Two hexes southwest, four northwest of Alakran.
In the sunset-shadow of the mountainous landmark known as Sutekh's Knee to all who tread the Wahatti plain, there is "a place which none may see but all may know" to cite a traditional riddle -- variously called the Stench, the Whiff, the Foul, the Bowel, or the Stinking Place.
It is limned on our map as hexes of dead land and grass, and indeed the soil there, though brown and dry like the surrounding lands, is curiously ashen and unhappy-looking. The grasses and few shrubs that eke out their existence there seem shrunken, abashed, as if to say -- "This is not my fault". For an awful smell permeates all those lands. It has the worst of life and death about it, the reek of every orifice's tribute and the plunder of grave worms. It reverses not only the will to eat but the will to exist.
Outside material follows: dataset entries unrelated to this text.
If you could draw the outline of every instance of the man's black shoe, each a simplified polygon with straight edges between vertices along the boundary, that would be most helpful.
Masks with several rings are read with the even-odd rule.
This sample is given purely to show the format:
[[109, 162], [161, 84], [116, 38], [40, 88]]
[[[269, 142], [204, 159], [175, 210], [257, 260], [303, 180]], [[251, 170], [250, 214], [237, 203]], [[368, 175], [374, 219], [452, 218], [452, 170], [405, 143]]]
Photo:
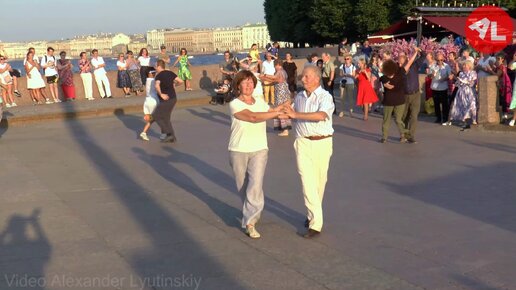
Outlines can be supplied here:
[[177, 141], [174, 136], [167, 136], [165, 139], [161, 140], [161, 143], [175, 143]]
[[305, 220], [305, 228], [308, 228], [309, 226], [310, 226], [310, 220], [306, 219]]
[[306, 232], [306, 234], [303, 235], [303, 238], [307, 238], [307, 239], [310, 239], [310, 238], [313, 238], [313, 237], [316, 237], [320, 234], [321, 232], [318, 232], [316, 230], [312, 230], [312, 229], [308, 229], [308, 231]]

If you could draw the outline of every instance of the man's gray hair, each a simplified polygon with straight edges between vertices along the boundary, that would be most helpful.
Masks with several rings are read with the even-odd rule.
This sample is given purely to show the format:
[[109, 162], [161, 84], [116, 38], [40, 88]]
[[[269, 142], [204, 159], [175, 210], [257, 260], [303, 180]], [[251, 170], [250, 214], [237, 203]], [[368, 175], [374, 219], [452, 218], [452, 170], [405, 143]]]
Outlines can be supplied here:
[[311, 65], [311, 66], [307, 66], [307, 67], [305, 67], [305, 68], [303, 69], [303, 74], [304, 74], [304, 72], [305, 72], [305, 71], [308, 71], [308, 70], [312, 71], [312, 72], [314, 73], [314, 75], [315, 75], [317, 78], [319, 78], [319, 80], [322, 78], [321, 69], [320, 69], [320, 68], [318, 68], [317, 66], [313, 66], [313, 65]]
[[331, 54], [329, 52], [323, 52], [321, 54], [321, 56], [327, 56], [327, 57], [331, 57]]

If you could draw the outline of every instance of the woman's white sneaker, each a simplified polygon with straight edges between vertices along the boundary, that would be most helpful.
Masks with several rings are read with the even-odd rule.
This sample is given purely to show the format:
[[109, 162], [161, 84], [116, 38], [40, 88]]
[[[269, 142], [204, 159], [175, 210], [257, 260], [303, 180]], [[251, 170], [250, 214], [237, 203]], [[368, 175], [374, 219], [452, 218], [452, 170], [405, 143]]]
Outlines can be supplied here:
[[512, 120], [509, 122], [509, 126], [514, 127], [514, 123], [516, 123], [516, 120], [512, 119]]
[[254, 226], [246, 226], [245, 227], [245, 233], [251, 238], [251, 239], [259, 239], [261, 237], [260, 233], [256, 230]]
[[145, 133], [145, 132], [142, 132], [140, 134], [140, 138], [142, 138], [142, 140], [149, 141], [149, 137], [147, 136], [147, 133]]

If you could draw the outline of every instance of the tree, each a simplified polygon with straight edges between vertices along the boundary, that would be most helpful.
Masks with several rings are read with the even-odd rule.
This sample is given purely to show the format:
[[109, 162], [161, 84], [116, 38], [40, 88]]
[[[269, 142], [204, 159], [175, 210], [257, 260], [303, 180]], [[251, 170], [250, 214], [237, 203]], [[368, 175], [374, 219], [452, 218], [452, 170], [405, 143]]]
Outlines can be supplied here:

In those lands or up to five miles downwind, everyone and everything who breathes must make a CON and WIS save, or take one level of exhaustion per failed save.
This fatigue is one reason, perhaps, why Alakran is not more often visited from Gesshed to the west, and why in times of stronger trade to far Dulsharna, westward caravans made a camp by the river whose traces and fire-circles can still be discerned -- even though, unimpaired, it would be possible to crack on further to Gesshed.
Legends of the Stench often implicate Sutekh because of the proximity of his eponymous Knee. At which the serious priests of Set scoff, and turn animist in the defense of their god's ancestor, saying, "All beings have an anus; why not, then, the Earth itself?"